アクセス Laboratory of Histopathology and Cytopathology Gunma University Graduate School of Health Sciences

病理とAIについておよび病理部門の臨床検査技師の未来

病理とAIについて
皆さんはArtificial intelligenceAI)について,どんな感想をお持ちでしょうか?

よくある質問に答える形で説明してみます。

Q1AIが発達すると,細胞検査士の仕事は不要になるのではないでしょうか?

A: いいえ。デジタル画像の情報では,画像上の全てのドット(ピクセルといいます)上において,色の三原色(赤青緑)やその色調の縦横の位置情報などの最低でも5次元の情報を数字情報として保持しています。

人工知能による学習は,その画像の各ピクセルの持っている高次元の情報を数学的な様々な公式で20-50回程度繰り返して変換してゆきます。これを折り畳むといいます。

この折り畳みによって高次元の情報をヒトが扱いやすい2次元にまで圧縮します。大切なのは「これらの過程で何も人体の構造や機能,細胞の特徴,病理学的な診断根拠などの医学的情報は用いない」ということです。単に数学的に単純化された情報について,「これは転移した症例,これは転移しなかった症例」などという情報を教え込んで(このことを学習と呼びます),「転移した症例の画像の特徴は何か?」などという検討をするものです。この学習をさせる時にこの像は胃癌,この像は大腸癌などと教えて行くと,AIはその学習内容をもとに未知の検体の病名を推定することもできます。

ただし,ここで要注意なのは,「AIは何の医学的根拠も画像学習の時には用いていない,単なる数学的な折りたたみで単純化された数値情報を根拠に未知の情報の推定をしている。」「未知の検体が学習させた内容以外のものであっても,学習した内容の範囲から結果を出そうとする。」ということです。

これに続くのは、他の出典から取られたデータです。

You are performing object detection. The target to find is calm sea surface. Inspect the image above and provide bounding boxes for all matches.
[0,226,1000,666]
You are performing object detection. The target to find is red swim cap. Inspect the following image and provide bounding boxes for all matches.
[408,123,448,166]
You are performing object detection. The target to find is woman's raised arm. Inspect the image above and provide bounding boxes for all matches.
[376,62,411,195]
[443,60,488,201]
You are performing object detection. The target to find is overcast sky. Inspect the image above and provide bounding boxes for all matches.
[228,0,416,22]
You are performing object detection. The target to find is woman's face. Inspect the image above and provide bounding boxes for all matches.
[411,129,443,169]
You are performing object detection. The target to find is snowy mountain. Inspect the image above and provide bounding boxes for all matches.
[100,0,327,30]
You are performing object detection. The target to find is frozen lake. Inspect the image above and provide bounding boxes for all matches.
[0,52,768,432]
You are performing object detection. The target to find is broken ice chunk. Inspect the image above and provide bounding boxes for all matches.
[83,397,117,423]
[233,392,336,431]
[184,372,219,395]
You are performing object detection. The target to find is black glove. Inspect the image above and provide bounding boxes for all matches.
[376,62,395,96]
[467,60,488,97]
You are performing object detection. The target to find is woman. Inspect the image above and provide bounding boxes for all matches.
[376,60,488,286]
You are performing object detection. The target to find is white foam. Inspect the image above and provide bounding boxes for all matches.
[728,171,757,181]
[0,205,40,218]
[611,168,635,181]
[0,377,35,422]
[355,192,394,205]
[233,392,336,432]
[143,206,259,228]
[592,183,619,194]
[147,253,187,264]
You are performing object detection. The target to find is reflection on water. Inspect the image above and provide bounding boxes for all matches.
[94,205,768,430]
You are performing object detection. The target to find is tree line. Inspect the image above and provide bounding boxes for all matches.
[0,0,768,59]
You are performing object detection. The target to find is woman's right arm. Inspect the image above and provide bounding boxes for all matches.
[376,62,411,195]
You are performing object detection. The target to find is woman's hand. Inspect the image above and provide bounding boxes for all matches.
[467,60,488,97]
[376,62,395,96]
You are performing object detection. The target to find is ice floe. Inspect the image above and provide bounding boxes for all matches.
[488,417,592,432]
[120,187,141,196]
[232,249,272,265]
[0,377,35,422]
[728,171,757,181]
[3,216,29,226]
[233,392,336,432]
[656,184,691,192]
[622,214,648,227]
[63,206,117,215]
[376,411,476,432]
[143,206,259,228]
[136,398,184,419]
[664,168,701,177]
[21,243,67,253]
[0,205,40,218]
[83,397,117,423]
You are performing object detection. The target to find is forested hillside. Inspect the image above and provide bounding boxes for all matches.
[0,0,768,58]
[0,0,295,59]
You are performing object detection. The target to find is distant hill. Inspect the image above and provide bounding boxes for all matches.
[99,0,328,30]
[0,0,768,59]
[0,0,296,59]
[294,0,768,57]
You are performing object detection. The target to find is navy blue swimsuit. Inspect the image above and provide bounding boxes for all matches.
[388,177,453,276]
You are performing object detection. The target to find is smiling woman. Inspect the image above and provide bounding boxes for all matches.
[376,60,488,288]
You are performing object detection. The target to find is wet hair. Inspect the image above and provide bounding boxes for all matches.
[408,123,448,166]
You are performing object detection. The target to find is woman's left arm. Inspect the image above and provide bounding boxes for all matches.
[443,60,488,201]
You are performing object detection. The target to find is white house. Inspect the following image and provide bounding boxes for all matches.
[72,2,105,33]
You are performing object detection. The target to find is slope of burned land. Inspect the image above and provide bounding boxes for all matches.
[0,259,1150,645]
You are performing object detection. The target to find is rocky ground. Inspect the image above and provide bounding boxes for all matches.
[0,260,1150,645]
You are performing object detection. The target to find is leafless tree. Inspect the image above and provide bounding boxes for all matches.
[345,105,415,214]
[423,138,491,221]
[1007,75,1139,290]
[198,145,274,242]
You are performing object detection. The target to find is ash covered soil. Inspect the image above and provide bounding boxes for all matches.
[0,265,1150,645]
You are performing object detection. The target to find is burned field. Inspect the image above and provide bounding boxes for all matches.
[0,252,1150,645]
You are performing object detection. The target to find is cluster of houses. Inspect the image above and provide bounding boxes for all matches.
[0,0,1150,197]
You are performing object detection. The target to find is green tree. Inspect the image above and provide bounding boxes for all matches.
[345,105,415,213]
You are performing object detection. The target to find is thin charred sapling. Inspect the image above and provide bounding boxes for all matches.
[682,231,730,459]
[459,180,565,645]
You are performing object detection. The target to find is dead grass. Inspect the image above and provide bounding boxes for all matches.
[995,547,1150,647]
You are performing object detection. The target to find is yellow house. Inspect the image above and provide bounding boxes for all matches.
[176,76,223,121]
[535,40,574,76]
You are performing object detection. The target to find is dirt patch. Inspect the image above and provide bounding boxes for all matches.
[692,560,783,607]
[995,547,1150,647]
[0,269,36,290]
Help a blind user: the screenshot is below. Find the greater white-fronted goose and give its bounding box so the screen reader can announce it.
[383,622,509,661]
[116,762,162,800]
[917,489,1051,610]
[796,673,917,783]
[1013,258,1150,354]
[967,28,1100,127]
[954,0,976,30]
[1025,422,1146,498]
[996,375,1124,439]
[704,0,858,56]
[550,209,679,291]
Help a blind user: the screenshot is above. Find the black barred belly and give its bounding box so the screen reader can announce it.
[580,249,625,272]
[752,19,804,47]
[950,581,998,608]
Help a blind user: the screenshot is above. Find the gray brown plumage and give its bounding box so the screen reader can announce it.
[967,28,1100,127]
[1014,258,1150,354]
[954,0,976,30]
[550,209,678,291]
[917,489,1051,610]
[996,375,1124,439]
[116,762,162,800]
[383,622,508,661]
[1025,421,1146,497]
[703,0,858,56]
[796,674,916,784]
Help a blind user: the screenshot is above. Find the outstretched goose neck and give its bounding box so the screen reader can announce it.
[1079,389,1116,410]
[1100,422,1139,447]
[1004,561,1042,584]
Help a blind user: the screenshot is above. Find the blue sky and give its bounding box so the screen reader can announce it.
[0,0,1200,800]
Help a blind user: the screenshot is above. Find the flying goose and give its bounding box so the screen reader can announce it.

つまりAIは自分の知っているデータの中から,あたかも何でも知っているかのように推定してくるのです。しかも自信満々にです。「つまり,自信満々なのに間違えている。」ということがあり得るのです。

どうですか?ここまで知って,皆さんは自分の病理検体をAIに診断させたいですか?私は絶対に嫌です。アメリカの病理学会の声明では,病理診断へのAIの使用は不可能であると宣言しています。

Q2:では病理領域でAIは使われないのですか?

A:そんなことはありません。きわめて単純な色調の濃さの判断などは,これが全く染まっていない状態,これが薄い染まり,これが中間の染まり,これが濃い染まりという学習をさせておけば,その中のどれに未知の検体の染まりが当てはまるのかを言い当てることはAIの特技です。人は眠い時,疲れている時と頭がしゃっきりしている時で,同一の検体でも異なった判断をする可能性がありますし,同じ像でもヒトそれぞれでとらえ方が違いますので,このような単純作業はAIに任せることがかえって良いといえます。

したがって,今後病理の領域では,このような単純な色調評価や色面積の評価などの情報の数値化ができるようになり,病理領域からの情報発信は増えることが予想されます。

病理領域の臨床検査技師の未来について
Q1 病理領域の自動化が進むと,病理の臨床検査技師の仕事がとってかわられないでしょうか?

A:安心して病理部門の臨床検査技師の道に進んでください。病理で扱う検体は癌の病巣や病気の真っ只中にある病気の本体の部分(このことを病変部と呼びます。)です。例えば癌の場合,癌細胞だけではなく,リンパ球や組織球,線維芽細胞,血管内皮,平滑筋細胞など多種多様な細胞で構成されています。この病変部を遺伝子検索しても「癌細胞以外の細胞のデータが混在しているデータしか得られません。それを避けるためには,組織を酵素処理し,癌細胞だけに精製する必要があります。非常に手間がかかります。どんな病院でもできる訳ではありません。他方,病理の標本は形態的に癌と分かる細胞のみを検討することが可能で,全国のどの病院の検体でも解析は可能です。遺伝子検査は限られた機関による限られた症例になることが予想されますので,病理学的な手法を用いることが今後も多用されることが予想されます。
さて,今後病理は上で話したようにデジタル情報化が進みます。そうなると,癌の本体の解析が一気に進み,多くの情報を提供できるようになります。また,病理の検体は多彩です。一律に機械化することは困難を極めます。1ミリほどの検体から数十センチの検体まで多彩なので,簡単には機械化できないのです。
つまり今まで行ってきた臨床検査技師としての仕事は残ったまま,多種多様な解析用の検体作成も増えて行くことが考えられます。臨床検査領域の中でも「病気の本体」を取り扱う部署としての病理部門の役割が揺らぐことはありません。